Thanks Sheila, that would be really helpful .

Regards,
Satish

• AshevilleMember

Hi Sheila,

Just want to check back with you on the new annotation. Do you have any updates on this.

Thanks you very much again for helping is with this.

Satish

@satish86
Hi Satish,

-Sheila

• AshevilleMember

Awesome, Thanks Sheila!

@satish86
Hi Satish,

Sorry for getting your hopes up. I just talked to the developers, and they don't think the annotation is useful. In fact, they think it is wrong to be be filtering on the Allele frequency! Is there a reason you are filtering on allele frequency?

-Sheila

• AshevilleMember

Hi Sheila,

All I am trying to get is 12% of the reads should support the allele at a coverage of 3X?

I can easily filter the VCF file based on coverage with DP>3, but I was looking for a parameter like MAF (minimum allele frequency), that way I can set the filter of MAF>0.12 and DP>3.

Is this possible?

Regards,
Satish

@satish86
Hi Satish,

Yes, you can use DP > 3 and AF > 0.12 (using the formula in the thread above) with VariantFiltration.

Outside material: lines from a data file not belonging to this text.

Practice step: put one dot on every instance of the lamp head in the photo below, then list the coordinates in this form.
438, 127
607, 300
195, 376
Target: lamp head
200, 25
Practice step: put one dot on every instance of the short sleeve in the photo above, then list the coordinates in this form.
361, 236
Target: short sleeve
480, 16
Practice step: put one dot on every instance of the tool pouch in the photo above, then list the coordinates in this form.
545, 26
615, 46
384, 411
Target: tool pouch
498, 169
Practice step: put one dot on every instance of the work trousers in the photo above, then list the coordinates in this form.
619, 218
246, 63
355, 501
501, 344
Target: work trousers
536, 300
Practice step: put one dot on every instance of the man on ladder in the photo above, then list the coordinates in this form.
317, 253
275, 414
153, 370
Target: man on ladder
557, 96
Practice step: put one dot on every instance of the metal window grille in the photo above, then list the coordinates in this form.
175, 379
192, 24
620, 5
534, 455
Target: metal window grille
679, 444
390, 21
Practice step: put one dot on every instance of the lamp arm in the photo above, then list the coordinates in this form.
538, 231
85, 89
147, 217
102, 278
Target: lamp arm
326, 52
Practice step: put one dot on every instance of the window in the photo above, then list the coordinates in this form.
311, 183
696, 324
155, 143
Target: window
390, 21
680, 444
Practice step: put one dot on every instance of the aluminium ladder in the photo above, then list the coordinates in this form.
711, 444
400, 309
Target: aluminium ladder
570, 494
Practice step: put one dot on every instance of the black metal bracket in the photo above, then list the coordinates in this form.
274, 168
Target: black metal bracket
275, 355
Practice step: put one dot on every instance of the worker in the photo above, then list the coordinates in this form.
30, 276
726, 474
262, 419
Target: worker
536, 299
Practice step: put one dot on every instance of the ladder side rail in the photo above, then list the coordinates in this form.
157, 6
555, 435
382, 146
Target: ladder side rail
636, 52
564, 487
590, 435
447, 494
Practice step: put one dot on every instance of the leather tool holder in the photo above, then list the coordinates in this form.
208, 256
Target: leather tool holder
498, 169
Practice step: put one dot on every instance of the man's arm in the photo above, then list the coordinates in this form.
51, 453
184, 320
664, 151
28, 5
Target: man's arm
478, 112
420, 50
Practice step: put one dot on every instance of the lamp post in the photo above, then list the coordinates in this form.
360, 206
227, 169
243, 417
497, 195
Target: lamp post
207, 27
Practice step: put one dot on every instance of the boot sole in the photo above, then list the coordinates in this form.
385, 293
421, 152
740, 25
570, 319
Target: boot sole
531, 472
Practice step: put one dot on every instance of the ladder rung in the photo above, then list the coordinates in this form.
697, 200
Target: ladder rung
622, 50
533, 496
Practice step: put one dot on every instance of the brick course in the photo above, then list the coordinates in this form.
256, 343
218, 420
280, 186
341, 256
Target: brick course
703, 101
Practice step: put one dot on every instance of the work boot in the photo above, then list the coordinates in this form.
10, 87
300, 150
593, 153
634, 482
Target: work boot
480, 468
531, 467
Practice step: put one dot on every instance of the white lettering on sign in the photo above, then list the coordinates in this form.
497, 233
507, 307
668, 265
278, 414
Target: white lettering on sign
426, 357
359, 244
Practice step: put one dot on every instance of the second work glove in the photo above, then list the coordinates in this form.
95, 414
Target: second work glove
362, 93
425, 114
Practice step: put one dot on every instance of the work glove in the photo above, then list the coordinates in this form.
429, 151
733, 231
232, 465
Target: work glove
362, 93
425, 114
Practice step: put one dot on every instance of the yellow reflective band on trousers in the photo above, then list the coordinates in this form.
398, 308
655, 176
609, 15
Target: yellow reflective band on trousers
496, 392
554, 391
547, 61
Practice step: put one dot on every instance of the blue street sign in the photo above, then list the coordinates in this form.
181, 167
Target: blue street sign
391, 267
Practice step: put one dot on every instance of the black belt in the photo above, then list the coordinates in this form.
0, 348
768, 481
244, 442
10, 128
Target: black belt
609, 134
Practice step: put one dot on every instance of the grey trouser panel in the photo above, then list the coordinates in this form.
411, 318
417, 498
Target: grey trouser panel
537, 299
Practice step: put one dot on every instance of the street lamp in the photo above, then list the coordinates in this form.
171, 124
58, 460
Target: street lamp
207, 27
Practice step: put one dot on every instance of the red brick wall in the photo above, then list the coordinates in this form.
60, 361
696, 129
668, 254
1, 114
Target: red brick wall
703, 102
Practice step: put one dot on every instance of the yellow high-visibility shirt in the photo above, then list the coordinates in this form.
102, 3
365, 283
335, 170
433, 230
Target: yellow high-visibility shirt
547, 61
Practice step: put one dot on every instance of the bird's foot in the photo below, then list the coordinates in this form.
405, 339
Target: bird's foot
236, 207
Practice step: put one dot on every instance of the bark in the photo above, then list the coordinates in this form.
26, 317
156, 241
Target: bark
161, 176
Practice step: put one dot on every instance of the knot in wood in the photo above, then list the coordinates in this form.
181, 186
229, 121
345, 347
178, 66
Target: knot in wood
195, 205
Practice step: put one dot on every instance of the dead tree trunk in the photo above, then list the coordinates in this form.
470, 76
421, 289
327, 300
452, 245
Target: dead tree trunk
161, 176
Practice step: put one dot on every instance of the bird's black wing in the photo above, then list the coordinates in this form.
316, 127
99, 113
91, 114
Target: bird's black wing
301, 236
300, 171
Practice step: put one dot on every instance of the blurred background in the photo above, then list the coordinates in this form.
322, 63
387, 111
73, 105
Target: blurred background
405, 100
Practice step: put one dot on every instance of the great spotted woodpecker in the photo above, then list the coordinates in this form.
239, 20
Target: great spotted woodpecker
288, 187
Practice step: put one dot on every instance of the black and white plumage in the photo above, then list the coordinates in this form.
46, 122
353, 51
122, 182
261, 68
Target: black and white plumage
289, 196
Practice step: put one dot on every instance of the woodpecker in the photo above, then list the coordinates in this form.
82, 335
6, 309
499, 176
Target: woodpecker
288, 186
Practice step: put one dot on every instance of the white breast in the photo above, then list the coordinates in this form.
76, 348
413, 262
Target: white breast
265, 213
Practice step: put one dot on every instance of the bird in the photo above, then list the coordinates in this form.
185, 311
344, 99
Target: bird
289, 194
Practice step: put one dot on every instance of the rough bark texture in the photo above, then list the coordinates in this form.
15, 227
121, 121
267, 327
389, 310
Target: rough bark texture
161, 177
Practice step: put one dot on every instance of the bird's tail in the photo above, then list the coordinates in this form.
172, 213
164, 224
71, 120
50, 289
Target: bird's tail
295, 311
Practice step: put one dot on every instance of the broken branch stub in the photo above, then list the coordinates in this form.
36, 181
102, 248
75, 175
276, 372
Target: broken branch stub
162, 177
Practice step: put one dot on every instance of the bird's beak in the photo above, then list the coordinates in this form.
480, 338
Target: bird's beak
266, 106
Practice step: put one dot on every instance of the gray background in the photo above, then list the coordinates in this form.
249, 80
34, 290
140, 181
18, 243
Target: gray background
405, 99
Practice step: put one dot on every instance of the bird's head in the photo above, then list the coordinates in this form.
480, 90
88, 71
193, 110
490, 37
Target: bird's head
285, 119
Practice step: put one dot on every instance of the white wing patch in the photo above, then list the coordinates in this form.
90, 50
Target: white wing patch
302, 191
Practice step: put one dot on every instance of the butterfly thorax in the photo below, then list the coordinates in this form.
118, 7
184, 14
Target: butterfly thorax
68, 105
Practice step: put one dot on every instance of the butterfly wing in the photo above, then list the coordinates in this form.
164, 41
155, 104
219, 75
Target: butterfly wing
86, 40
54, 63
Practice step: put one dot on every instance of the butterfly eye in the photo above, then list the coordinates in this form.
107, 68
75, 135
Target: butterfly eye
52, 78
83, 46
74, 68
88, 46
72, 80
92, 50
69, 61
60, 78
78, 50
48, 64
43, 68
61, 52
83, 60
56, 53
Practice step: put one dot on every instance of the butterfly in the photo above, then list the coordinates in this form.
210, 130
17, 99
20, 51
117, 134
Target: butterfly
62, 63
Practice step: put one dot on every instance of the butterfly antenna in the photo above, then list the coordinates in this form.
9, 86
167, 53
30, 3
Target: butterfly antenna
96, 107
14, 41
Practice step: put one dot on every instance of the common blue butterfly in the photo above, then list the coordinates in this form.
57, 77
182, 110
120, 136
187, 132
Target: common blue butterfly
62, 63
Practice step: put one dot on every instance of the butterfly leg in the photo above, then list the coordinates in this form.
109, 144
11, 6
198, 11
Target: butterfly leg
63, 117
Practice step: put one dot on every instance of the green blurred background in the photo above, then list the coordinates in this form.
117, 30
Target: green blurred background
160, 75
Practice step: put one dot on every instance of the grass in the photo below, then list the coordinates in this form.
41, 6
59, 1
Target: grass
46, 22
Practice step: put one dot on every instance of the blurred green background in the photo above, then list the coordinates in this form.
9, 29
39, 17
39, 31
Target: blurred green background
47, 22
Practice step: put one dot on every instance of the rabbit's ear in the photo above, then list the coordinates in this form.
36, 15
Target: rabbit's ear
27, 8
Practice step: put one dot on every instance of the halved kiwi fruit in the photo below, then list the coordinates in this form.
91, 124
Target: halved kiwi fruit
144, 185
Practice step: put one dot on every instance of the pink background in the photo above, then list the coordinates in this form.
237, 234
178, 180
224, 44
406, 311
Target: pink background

We don't recommend filtering on DP or AF because HaplotypeCaller takes into account many things before emitting a variant call. For example, a site may have a low depth but very high quality bases and mapping qualities. In the same way, the AF can be 0.1, but it means different things when the depth is 5, 100, or 500.

Our basic hard filtering recommendations are here. Of course, it is up to you to decide what additional filters you wish to apply

-Sheila

• AshevilleMember

Hi Sheila,

Say if AD (0,274), is 274 is the read depth of my allele? and 0 is the read depth of my Ref allele?

How can I set up a filter that gives all variant that has an allele depth >12?

Thanks,
Satish

@satish86
Hi Satish,

-Sheila

• AshevilleMember

Thanks for that Sheila. I had one more question

so % of Allele RD = (274/(274+3)) = 0.98

Is my assumption correct?

Satish

• Member
edited June 19
@satish86, @shlee I'm looking to mark heterozygous/homozygous alternate genotypes which don't have an alternate allele read depth of 20% of the total reads to no-call. Did you ever figure out a good way to do this? From what I can tell you have to have the specific sample ID to get the AD for either allele, so I would have to loop through all samples to effectively do this.